Dam removal planned in Fort Dodge

The two dams that span the Des Moines River in Fort Dodge would be removed during the winter of 2018-2019, according to a plan presented to the City Council Monday.

Once the dams are gone, some type of structures will be built in the river to direct the water and reduce stream bed erosion. One of those types of structures, a rock crest weir, was used in Charles City to create some whitewater kayaking and canoeing on the Cedar River.

Removing the Hydroelectric Dam and the one south of the Kenyon Road Bridge commonly called the Little Dam would cost an estimated $4.3 million, according to Wade Greiman, a project manager with Snyder & Associates, of Ankeny.

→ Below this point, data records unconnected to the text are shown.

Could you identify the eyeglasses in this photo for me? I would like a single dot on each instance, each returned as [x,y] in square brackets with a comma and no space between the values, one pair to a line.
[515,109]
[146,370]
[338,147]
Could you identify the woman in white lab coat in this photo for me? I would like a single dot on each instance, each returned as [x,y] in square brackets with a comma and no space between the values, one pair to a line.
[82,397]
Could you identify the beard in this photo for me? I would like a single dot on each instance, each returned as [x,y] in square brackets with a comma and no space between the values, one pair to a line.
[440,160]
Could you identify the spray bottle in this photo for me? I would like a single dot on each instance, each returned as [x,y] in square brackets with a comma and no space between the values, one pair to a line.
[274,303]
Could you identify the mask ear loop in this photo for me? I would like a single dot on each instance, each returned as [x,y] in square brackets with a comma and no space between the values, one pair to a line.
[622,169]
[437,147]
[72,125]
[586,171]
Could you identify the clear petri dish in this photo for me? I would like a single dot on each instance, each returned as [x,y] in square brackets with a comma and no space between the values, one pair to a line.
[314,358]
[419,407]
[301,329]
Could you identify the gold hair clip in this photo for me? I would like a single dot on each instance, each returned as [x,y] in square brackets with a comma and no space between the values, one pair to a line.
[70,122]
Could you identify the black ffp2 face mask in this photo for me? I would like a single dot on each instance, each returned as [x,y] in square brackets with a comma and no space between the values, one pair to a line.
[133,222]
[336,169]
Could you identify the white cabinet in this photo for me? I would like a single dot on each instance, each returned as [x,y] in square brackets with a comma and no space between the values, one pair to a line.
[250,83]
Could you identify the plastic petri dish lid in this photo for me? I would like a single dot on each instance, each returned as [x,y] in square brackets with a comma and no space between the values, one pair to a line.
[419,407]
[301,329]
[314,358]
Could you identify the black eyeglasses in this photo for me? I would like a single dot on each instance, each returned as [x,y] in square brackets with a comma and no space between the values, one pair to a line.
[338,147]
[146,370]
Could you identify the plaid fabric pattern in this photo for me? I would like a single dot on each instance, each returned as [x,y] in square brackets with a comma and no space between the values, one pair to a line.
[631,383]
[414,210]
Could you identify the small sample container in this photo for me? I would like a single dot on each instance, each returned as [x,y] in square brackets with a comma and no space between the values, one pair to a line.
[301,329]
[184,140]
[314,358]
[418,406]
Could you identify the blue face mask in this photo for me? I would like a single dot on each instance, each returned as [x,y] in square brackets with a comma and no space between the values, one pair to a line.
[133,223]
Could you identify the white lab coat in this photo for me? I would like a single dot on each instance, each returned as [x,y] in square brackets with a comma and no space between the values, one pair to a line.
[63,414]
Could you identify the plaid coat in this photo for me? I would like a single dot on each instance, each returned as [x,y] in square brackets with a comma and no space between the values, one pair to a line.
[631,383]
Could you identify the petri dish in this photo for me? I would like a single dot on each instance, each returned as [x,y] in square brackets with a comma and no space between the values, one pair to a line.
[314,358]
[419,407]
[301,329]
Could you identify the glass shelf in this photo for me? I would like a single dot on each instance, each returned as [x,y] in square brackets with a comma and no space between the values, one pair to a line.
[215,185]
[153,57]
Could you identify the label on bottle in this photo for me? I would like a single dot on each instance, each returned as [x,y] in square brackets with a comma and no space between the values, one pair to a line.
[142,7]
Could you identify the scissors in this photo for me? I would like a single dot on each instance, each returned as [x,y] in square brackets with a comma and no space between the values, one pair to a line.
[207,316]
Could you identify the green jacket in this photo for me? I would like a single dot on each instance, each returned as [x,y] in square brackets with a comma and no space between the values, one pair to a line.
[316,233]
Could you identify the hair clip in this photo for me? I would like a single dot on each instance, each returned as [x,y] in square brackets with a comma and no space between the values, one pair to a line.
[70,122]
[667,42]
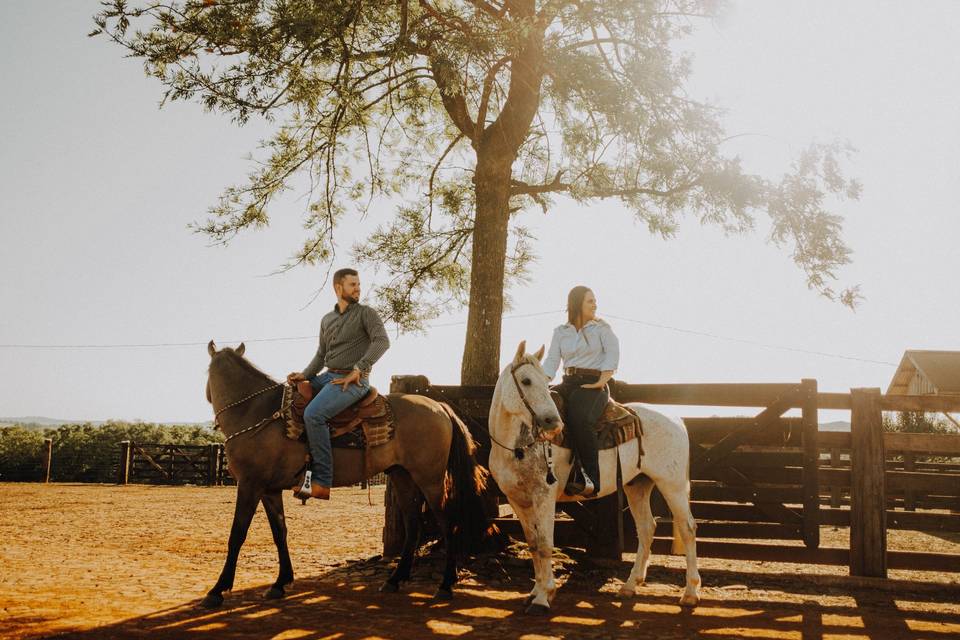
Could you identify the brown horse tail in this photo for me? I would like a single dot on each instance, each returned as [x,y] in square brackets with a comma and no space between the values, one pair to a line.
[464,485]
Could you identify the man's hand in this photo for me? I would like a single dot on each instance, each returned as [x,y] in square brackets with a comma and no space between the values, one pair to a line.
[352,378]
[599,384]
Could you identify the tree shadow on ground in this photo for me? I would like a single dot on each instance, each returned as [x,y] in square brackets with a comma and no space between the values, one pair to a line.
[344,603]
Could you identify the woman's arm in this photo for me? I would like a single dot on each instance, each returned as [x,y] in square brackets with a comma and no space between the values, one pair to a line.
[552,363]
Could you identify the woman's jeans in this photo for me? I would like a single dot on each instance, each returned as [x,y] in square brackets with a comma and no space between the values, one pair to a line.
[328,400]
[583,408]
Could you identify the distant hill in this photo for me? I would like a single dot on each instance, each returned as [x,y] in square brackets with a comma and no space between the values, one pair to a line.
[835,426]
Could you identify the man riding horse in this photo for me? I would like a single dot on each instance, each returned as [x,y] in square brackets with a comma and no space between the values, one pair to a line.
[352,339]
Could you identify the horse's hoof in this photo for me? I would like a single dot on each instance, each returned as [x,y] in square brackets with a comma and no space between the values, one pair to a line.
[689,600]
[212,601]
[389,587]
[274,593]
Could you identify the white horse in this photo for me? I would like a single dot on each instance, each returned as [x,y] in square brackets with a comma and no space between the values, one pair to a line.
[523,420]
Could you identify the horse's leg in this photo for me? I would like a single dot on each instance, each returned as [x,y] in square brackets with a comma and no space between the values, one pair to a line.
[433,494]
[638,497]
[537,521]
[273,505]
[410,501]
[247,499]
[677,495]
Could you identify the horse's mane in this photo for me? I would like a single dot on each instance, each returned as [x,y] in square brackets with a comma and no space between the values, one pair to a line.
[237,359]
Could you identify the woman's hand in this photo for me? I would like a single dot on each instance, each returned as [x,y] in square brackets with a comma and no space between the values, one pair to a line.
[601,383]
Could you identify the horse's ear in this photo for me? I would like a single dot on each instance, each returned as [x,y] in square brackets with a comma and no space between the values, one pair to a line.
[539,354]
[521,351]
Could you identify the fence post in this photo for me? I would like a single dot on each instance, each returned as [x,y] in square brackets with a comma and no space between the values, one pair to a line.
[836,492]
[909,495]
[213,464]
[47,458]
[811,464]
[868,502]
[123,469]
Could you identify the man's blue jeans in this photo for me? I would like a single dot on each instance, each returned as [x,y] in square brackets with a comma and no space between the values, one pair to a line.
[328,400]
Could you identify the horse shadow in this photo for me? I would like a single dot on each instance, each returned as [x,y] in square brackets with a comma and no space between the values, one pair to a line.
[344,603]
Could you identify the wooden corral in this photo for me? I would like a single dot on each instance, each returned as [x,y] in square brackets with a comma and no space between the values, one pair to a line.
[770,477]
[172,464]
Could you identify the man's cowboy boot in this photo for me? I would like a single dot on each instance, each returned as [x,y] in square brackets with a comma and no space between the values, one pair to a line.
[310,489]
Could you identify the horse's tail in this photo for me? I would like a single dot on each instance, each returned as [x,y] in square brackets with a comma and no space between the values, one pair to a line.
[464,485]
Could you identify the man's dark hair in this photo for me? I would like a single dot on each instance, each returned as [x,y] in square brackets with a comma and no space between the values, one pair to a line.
[340,274]
[575,302]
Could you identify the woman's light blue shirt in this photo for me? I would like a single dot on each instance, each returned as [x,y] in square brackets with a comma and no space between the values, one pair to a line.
[594,347]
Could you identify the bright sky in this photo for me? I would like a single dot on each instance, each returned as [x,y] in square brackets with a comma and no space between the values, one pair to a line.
[98,186]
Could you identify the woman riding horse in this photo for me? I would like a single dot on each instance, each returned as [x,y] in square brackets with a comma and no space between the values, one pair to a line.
[590,353]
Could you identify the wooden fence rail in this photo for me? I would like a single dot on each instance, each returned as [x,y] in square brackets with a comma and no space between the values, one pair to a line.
[172,464]
[775,477]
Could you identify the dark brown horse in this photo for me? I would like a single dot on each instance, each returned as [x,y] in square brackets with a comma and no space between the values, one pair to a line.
[430,458]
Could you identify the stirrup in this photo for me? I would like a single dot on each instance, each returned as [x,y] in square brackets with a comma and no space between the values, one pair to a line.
[589,489]
[305,489]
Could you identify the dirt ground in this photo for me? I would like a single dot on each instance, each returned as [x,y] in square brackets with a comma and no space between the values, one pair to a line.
[100,561]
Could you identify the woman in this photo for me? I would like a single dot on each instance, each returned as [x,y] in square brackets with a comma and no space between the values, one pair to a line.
[590,353]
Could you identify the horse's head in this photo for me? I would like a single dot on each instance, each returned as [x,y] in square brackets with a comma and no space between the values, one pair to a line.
[524,391]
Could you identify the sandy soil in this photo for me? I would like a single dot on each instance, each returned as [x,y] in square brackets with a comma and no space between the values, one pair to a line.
[100,561]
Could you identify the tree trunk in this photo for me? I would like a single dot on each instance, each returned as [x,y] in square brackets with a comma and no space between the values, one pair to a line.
[481,354]
[497,147]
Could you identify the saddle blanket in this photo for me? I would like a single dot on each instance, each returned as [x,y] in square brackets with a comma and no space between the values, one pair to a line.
[364,425]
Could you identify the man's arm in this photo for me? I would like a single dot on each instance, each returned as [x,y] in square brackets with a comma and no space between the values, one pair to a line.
[379,340]
[317,363]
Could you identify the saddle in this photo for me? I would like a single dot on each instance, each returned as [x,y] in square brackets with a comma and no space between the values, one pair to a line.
[618,424]
[368,423]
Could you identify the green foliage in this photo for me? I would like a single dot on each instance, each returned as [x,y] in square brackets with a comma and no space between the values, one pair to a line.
[400,100]
[915,422]
[86,452]
[20,451]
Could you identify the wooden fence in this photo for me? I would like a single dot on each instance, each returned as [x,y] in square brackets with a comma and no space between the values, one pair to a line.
[771,477]
[172,464]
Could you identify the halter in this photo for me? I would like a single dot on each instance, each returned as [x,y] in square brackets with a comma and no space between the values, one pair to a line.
[276,415]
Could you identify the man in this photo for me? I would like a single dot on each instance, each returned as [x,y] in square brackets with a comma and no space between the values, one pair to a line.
[352,339]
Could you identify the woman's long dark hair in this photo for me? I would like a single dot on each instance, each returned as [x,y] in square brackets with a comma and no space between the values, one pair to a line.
[575,302]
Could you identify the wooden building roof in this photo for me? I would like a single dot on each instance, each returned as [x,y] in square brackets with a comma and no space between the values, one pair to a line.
[939,369]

Most of that money, an estimated $3.55 million, would be spent on removing the Hydroelectric Dam.

He said removing the Little Dam would cost an estimated $750,000.

Money for getting rid of both dams would be included in a proposed $9 million general obligation bond issue the council will consider on March 12.

Greiman said staffers from his firm have been out in boats taking measurements of the dams.

The dams would be removed in phases, he said. He added that a concrete wall on the western riverbank near the Hydroelectric Dam would also be removed.

Local leaders will have a choice of structures to be created after the Hydroeletric Dam is gone. One option is what Nicole Church, an environmental specialist with Snyder & Associates, called a ”J-hook.” It would be a structure north of the Hydroelectric Dam site that would look like the letter J. Church said it would direct the flow of water while creating areas that would be good for fishing.

The other possibility is rock crest weirs. Church said a number of those were used to create the whitewater attraction in Charles City.

Removal of the dams was recommended in a riverfront masterplan adopted by the council last year.

”I think this is going to be a great improvement in the condition of the river,” Councilman Terry Moehnke said.

The council took no action on the plan Monday.

Greiman said there will be multiple steps to complete over several months before demolition of the dams can begin.